Assurément, si mon mal pouvait se guérir, ces gens le guériraient. C’est aujourd’hui mon jour de naissance ; et, de grand matin, je reçois d’Albert un petit paquet. En l’ouvrant, ce qui frappe d’abord mes yeux, c’est un des nœuds de rubans rosés que Charlotte portait, le premier jour où je la vis, et que depuis lors je l’avais quelquefois priée de me donner ; puis deux petits volumes in-douze, le petit Homère de Wetstein, édition que j’avais souvent désirée, pour.ne pas traîner à la promenade celle d’Ernesti. Voilà comme ils préviennent mes désirs, comme ils cherchent à me témoigner toutes les petites complaisances de l’amitié, mille fois plus précieuses que ces présents magnifiques, par lesquels la vanité du donateur nous humilie.
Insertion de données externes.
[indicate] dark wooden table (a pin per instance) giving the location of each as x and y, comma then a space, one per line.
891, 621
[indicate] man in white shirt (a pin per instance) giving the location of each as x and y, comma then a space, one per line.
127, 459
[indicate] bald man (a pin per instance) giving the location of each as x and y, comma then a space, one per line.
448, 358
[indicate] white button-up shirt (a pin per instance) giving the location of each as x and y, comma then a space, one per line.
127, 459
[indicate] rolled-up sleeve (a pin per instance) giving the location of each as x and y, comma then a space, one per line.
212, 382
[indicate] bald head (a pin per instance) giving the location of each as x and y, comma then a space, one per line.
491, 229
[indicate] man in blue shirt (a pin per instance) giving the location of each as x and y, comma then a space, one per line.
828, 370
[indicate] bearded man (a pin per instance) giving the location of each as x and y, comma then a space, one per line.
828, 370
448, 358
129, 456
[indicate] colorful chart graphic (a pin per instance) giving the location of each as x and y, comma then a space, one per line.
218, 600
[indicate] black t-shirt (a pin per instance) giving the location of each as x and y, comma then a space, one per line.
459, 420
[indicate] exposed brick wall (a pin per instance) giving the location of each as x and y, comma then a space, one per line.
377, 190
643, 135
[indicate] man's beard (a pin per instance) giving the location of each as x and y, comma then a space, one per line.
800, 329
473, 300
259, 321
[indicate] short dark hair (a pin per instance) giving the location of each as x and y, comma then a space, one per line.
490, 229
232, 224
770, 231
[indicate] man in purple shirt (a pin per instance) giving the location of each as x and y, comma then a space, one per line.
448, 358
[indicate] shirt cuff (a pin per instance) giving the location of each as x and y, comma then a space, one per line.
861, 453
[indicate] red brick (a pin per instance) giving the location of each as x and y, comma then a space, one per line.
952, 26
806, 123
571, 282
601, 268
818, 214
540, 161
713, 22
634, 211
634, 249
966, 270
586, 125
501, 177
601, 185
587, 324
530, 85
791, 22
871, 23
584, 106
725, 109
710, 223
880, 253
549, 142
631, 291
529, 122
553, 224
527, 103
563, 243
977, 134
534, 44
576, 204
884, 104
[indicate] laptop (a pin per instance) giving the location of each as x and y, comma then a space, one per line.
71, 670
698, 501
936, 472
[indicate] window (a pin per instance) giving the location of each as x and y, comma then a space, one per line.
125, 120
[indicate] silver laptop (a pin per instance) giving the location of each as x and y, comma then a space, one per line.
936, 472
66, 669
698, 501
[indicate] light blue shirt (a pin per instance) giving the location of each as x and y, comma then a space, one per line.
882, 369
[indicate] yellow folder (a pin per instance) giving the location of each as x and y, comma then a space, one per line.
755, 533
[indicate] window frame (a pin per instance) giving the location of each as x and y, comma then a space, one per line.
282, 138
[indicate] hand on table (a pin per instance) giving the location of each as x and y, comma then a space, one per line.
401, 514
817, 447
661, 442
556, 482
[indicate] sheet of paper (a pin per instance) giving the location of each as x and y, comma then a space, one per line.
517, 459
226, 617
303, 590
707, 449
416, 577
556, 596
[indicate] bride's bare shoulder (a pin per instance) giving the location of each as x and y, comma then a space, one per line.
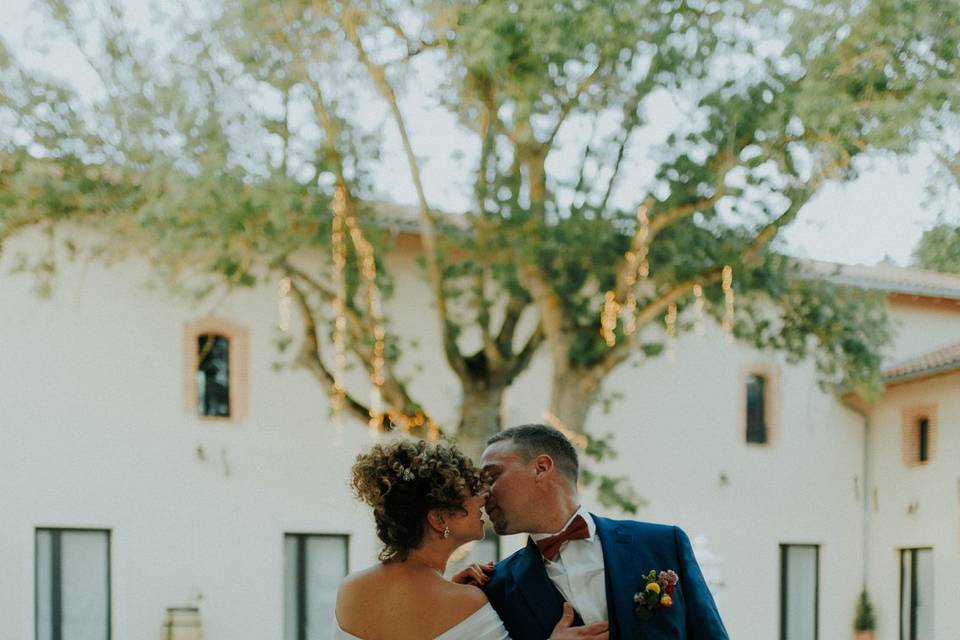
360, 582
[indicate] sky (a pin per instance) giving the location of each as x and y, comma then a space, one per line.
881, 215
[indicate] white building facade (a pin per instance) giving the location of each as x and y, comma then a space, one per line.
127, 515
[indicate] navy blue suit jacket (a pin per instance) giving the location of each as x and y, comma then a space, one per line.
530, 605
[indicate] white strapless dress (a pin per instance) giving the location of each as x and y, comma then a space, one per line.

Je baise ce nœud mille fois le jour, et, à chaque aspiration, je savoure le souvenir des félicités dont me comblèrent ce peu de jours heureux, passés pour jamais. Wilhelm, c’est comme cela, et je ne murmure point : les fleurs de la terre ne sont que des apparitions. Combien se flétrissent sans laisser aucune trace. Combien peu fructifient, et combien peu de ces fruits mûrissent ! Et pourtant il en est assez encore ; et pourtant…. ô mon frère…. pouvons-nous négliger les fruits mûrs, les mépriser, et, sans en jouir, les abandonner à la pourriture ?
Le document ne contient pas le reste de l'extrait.